Француженка может достигнуть немыслимых высот, выражая свое восхищение искусством сервировки стола, но, как правило, ее собственный стол отличают простота и хороший вкус. Если она пуристка, то предпочтет тонкий парный фарфор и гравированные столовые приборы, хрустальные бокалы и красивую льняную скатерть. Если она примыкает к богеме, то ее порадует разноцветная керамическая посуда (называемая faïence) и кусок декоративной ткани с блошиного рынка в качестве скатерти. А может быть, она предпочтет ничем не закрывать простой сосновый деревенский стол с темными шероховатыми бороздками.
На ее столе вы наверняка увидите частички истории: может, старые льняные салфетки, вышитые по краям ее бабушкой, или фамильное серебро. Для гостей на столе всегда будут цветы, и свечи, и бокалы для вина и воды, а на каждый день – простые стаканы. Ах, да – и простая соломенная корзиночка или изящная чаша (из олова, стекла или дерева) для хлеба.
Fin
После десяти лет бесчисленных французских обедов и ужинов мои внутренние голоса все еще грозят мне неминуемым наказанием, если я съем что-нибудь слишком жирное или чересчур сладкое, хотя сейчас я гораздо реже лишаю их удовольствий, чем в свои дофранцузские дни. Француженка любит еду – иногда фанатично. Она любит ее выращивать, готовить и, что весьма важно – есть. Она ощущает жизнь в значительной степени через удовольствие от вкуса еды. И она научила меня тому, что имела в виду М.Ф.К. Фишер, когда писала о том, как ела «…с восторженной, чувственной сосредоточенностью, которая не имела ничего общего с физическим голодом, но, казалось, насыщала какую-то другую часть меня».
«Она умерла с ножом в руке на своей кухне, где готовила пятьдесят лет, и в газетах о ее смерти торжественно написали, как о смерти художника».

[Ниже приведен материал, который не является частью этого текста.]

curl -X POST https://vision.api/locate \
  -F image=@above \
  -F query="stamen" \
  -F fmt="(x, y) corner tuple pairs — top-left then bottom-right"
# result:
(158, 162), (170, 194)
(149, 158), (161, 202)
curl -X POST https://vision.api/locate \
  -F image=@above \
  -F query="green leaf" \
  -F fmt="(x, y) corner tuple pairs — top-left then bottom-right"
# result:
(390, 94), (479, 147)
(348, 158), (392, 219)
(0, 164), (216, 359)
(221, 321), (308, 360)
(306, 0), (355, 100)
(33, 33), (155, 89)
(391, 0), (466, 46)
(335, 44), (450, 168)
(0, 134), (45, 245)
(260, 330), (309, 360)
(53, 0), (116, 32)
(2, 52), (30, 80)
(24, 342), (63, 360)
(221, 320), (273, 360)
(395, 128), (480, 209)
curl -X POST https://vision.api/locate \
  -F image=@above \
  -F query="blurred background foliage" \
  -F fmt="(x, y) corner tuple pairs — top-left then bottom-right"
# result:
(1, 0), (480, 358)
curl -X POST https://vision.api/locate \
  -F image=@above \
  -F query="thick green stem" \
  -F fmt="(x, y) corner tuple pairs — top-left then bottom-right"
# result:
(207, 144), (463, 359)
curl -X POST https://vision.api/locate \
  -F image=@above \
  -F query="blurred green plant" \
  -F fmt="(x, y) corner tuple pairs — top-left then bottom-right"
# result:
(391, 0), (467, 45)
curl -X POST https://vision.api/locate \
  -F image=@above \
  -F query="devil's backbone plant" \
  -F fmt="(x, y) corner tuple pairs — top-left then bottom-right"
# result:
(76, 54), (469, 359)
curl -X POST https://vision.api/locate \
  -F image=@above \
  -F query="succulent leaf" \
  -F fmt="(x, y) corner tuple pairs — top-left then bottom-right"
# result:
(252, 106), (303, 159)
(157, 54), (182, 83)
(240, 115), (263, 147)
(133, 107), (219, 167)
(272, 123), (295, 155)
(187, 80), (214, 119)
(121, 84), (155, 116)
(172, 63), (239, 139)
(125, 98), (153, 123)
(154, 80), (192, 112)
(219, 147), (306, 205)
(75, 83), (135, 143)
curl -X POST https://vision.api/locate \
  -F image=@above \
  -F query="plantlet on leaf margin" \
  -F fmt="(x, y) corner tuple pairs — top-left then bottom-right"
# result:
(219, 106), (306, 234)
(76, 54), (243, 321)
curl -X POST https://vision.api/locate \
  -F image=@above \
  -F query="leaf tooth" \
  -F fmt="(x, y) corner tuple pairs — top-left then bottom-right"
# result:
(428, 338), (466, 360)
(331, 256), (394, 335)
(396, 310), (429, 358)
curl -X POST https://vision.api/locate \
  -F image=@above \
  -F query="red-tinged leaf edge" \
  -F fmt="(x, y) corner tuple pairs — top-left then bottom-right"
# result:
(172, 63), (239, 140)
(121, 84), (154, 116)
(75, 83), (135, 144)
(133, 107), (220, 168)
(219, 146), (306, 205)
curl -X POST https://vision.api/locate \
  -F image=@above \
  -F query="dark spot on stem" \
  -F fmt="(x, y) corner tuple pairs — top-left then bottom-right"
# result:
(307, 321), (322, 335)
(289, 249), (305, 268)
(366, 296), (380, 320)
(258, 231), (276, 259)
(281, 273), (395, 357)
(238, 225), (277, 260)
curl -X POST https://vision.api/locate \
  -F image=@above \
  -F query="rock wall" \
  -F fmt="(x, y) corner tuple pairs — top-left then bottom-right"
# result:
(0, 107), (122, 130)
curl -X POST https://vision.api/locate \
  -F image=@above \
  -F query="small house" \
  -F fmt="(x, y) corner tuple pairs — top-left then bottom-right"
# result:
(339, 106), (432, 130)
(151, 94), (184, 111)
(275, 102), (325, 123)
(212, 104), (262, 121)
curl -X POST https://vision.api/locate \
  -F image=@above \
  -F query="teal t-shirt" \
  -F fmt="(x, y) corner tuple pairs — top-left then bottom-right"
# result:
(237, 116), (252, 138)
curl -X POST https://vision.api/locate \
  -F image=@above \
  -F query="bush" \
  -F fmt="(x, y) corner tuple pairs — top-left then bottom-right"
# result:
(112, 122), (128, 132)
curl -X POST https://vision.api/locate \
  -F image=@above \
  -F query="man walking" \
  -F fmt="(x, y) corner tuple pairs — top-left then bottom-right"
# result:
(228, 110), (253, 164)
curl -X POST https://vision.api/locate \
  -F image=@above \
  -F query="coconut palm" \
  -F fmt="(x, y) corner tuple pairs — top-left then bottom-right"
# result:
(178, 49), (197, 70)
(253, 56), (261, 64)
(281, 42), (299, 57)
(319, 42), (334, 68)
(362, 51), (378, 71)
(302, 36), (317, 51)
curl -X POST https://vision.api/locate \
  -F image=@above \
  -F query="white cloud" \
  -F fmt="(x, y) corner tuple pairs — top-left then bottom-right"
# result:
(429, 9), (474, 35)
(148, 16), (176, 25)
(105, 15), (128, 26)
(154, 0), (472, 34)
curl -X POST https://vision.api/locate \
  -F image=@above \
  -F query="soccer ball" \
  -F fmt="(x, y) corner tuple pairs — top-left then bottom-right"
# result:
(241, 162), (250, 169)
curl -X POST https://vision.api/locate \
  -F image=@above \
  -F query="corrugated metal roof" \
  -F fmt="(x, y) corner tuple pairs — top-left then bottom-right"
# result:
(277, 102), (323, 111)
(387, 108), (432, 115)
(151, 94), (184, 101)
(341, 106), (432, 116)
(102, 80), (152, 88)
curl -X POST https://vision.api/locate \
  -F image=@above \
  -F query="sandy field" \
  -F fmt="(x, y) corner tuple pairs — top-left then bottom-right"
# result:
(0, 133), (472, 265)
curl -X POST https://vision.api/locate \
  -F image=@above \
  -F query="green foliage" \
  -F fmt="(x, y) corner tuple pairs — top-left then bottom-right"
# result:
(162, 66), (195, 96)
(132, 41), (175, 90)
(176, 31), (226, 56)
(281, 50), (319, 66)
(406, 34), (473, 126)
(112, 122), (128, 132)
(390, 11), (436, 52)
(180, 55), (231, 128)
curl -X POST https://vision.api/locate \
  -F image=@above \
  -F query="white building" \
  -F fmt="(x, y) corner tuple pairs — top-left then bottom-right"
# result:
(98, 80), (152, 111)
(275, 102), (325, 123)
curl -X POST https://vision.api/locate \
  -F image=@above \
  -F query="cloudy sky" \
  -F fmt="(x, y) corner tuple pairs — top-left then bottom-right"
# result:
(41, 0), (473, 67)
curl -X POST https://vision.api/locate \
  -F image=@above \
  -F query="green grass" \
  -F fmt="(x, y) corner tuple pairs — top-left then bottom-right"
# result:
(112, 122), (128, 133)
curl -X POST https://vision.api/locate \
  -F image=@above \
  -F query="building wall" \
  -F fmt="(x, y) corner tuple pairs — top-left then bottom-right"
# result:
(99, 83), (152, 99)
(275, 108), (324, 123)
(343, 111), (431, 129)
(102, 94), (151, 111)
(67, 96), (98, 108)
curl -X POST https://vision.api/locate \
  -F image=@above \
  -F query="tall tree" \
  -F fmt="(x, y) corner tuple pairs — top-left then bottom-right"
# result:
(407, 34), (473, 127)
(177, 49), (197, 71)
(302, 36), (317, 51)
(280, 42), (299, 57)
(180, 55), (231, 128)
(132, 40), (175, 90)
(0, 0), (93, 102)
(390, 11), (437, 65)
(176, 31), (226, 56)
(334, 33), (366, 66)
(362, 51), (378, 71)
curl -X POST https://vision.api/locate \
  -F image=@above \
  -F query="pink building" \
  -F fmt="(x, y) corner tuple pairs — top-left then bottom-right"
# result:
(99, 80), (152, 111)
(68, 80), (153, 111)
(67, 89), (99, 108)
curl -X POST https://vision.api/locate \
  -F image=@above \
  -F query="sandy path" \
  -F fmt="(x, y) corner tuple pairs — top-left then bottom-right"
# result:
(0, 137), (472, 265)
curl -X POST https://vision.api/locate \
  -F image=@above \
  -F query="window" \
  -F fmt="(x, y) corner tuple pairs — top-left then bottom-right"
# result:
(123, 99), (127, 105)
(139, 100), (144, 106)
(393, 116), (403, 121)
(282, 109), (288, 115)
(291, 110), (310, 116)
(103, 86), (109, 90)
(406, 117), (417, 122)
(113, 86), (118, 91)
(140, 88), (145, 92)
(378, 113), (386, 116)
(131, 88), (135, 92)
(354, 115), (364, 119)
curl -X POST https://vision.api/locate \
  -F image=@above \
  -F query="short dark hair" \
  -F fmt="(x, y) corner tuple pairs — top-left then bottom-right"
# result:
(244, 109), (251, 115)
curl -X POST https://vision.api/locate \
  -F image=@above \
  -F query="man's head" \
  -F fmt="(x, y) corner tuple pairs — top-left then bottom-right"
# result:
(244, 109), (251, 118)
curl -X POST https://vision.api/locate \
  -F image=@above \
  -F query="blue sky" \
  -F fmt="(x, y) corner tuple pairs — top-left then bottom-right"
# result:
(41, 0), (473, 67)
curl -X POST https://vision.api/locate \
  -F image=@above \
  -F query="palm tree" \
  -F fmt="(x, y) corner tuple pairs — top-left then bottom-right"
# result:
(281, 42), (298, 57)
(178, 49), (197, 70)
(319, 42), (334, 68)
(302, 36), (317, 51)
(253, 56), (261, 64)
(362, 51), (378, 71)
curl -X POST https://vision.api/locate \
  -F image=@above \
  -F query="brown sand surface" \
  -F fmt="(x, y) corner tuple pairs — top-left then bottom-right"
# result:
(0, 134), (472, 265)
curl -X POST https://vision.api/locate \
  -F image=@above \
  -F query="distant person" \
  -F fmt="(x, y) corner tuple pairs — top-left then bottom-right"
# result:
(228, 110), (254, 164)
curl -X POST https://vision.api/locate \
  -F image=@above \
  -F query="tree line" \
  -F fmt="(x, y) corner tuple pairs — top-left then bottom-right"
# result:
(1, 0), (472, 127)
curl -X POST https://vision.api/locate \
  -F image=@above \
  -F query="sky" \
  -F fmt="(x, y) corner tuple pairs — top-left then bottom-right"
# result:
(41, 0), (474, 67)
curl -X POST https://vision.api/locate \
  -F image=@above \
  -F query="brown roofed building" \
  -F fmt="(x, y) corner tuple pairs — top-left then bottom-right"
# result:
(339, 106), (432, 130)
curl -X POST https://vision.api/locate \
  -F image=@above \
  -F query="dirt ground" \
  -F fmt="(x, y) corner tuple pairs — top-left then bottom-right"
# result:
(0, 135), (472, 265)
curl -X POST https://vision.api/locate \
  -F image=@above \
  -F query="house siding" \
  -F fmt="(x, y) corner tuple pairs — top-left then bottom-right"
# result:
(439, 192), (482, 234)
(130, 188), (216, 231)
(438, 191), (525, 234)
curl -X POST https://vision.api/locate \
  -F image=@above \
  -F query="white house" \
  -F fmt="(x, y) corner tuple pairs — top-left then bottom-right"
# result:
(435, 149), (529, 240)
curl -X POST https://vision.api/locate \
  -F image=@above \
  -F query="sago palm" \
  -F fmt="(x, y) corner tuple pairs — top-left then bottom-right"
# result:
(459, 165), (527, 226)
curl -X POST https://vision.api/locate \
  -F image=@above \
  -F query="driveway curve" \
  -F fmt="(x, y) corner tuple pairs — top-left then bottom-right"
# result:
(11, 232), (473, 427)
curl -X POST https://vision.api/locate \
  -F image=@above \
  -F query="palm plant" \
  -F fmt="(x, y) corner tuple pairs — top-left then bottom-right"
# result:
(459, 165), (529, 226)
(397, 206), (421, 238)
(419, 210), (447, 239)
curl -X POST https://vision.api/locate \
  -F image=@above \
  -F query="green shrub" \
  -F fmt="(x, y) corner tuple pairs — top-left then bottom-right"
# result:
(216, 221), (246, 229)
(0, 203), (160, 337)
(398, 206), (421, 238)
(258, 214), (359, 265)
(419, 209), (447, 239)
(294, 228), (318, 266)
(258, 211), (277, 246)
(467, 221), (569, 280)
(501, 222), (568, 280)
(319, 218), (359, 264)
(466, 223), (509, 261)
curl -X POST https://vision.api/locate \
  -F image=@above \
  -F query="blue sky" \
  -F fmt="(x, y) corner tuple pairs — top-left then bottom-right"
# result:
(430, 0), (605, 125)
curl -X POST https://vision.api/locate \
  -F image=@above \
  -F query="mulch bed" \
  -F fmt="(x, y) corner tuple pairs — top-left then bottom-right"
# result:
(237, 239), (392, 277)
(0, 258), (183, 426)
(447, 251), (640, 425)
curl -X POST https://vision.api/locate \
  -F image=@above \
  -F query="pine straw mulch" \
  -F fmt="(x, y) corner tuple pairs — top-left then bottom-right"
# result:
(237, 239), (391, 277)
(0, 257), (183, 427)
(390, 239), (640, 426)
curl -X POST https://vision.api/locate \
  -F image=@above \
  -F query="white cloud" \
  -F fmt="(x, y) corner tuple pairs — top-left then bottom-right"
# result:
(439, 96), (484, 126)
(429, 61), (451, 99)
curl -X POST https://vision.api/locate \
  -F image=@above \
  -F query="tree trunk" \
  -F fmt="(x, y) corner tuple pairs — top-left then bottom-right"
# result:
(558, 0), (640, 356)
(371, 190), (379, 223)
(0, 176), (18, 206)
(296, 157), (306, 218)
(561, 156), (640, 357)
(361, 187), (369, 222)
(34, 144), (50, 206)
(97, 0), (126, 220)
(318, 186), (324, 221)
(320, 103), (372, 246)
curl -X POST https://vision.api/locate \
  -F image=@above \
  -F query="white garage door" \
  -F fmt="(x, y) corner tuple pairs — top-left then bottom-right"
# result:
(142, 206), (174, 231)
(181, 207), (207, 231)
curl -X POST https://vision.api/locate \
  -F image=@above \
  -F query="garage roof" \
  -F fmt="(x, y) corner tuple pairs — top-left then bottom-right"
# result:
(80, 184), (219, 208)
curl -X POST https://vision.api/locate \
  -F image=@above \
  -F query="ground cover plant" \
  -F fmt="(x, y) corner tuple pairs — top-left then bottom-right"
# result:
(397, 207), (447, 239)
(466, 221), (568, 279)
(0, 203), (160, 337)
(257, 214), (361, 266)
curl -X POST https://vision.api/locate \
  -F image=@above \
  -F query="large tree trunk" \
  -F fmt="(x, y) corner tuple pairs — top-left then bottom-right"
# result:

Мало что может лучше проиллюстрировать присущие француженке качества, чем ее отношение к еде: время, которое она тратит, и наслаждение, которое получает от чувственного процесса приготовления и принятия пищи. Неизменные качество и благоразумие, которые сообщаются каждому ингредиенту, каждому движению, каждому кусочку. Прочная традиция, которая придает всему какое-то обнадеживающее и бодрящее очарование. И неистовые шеф-повара, эпикурейцы – не говоря уже о поколениях матерей-кулинаров, сохраняющих все в истории. Еда создает француженку, и она, в свою очередь, создает еду. Империи будут рождаться и рушиться, но la cuisine останется навсегда.
Глава пятая
Праздник
Мой первый Новый год во Франции был вот таким: предшествующий месяц, декабрь, я провела, празднуя с друзьями и семьей по всему Парижу и окрестностям. Вечеринки, ужины, ланчи, коктейли. Как и все, я в гигантских количествах ела фуа-гра, а также что-то мясное, что казалось мне великолепным на вкус, пока я не узнала, что это andoillette, то есть кровяная колбаса. Мы выпивали несметное количество бутылок шампанского и бордо и ложились спать так поздно, что в тот месяц для нас стало нормой заканчивать пир с криками петухов далеко в полях.